There are some (few) advantages to a manager possessing deep technical knowledge in those technologies being used by the team. However, these advantages are significantly outweighed by the concomitant disadvantages.

Advantages

  • Easier to win the (early) respect of the team.
  • Fount of knowledge on hand when the team get stuck on technical issues.
  • Better early inter-personal communication, as the manager and the team have a more congruent understanding, vocabulary, etc.
  • Technical skills imply, at least, that the manager in question may have an engineering perspective and understand the software development (e.g. coding) mind-set.

Disadvantages

  • Superior knowledge makes for less effective coaching, as the “expert” is often sorely tempted to provide a quick answer to move the work along, rather than allow the team to stumble and thereby learn and grow their skills. Aka “micro-management”.
  • People coming from a technical background do not often have the coordination and interpersonal skills necessary to help the team achieve a highly-effective state. Consider the perspective of Deming et al: “The Team works in a System. The job of the manager is to work on the system to improve that system with the help of the team”. (Personally, I’d describe it the other way around: The team owns and improves the way the work works (the system) with the help and support of the manager).
  • People with a deep technical knowledge have generally acquired that knowledge by dint of love of technology and long hours spent practising their art. Many such folks find it very difficult to set this love and these skills to one side on those occasions when the exigencies of the situation demand more focus on the development and application of their coordination and interpersonal skills.

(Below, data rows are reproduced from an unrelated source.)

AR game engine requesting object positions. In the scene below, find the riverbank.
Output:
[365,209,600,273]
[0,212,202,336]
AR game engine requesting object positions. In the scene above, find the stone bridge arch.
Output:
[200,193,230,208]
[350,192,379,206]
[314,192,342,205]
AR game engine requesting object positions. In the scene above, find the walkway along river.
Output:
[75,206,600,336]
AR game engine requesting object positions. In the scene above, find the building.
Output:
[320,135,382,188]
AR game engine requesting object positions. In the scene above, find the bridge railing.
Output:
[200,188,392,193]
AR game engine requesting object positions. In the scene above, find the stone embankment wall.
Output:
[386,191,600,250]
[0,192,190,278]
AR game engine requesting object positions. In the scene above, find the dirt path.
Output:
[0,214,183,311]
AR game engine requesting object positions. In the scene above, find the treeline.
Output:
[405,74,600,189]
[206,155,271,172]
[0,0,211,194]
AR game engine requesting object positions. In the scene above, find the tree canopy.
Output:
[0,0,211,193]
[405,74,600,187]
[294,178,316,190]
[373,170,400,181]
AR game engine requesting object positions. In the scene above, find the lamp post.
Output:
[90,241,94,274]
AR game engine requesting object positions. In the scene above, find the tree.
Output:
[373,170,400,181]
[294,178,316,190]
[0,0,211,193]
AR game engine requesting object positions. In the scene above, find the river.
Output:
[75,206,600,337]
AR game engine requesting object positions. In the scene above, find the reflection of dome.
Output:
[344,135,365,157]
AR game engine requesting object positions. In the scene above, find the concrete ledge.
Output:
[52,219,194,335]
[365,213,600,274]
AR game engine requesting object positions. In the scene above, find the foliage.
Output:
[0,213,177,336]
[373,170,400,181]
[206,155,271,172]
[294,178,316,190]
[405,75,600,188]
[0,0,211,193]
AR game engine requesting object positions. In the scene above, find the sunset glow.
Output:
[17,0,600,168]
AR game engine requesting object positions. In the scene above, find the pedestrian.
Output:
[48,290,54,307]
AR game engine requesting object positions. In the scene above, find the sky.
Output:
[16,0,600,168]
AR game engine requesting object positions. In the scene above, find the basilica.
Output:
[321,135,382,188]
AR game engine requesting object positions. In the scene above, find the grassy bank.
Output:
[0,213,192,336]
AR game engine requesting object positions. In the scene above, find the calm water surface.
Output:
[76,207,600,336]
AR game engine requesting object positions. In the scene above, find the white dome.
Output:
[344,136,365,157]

To recap: Whereas the advantages listed above are more numerous, they are, in my opinion, far outweighed in significance by the stated disadvantages.

Personally, I would generally exclude people with deep technical knowledge from consideration for management positions, as both a favour to them, a favour to the team, and a favour to the work and its customers. Of course, there are rare exceptions. 😉

Amplifyd from twitter.com [original source no longer available]

  •  jurgenappelo
    @flowchainsensei I would welcome an explanation why our policy is “senseless” 5:21 PM May 6th via Twitter for Android in reply to flowchainsensei

– Bob

Postscript

[Mar 2, 2012]

Lest anyone slip into the notion that I favour non-technical managers over technically-skilled managers, please note that in the bigger picture (i.e. of organisational effectiveness), we would not have managers at all. The issue then becomes moot.

3 comments
  1. Mirko said:

    When you’ve established agile processes (e.g. kanban), you still need some one-time activities to think about new requirements, especially if they are large and with long-term impact. Therefore, maybe projects are more for product owners, while all the other can skip it?

  2. Hi Mirko,

    Thanks for joining the discussion.

    By “thinking about new requirements” do you mean “considering new product ideas”, e.g. before deciding whether to commit to them or not? If so, then yes we could call this a potential “large and long-term” impact. But how many organisations just do this once? How many organisations don’t have a continual stream of new ideas for consideration? Of course, a lot of organisations approach this in a near, or totally, ad-hoc way. It’s almost as if they expect that every new idea will be their last. The “project” concept only serves to perpetuate this habit.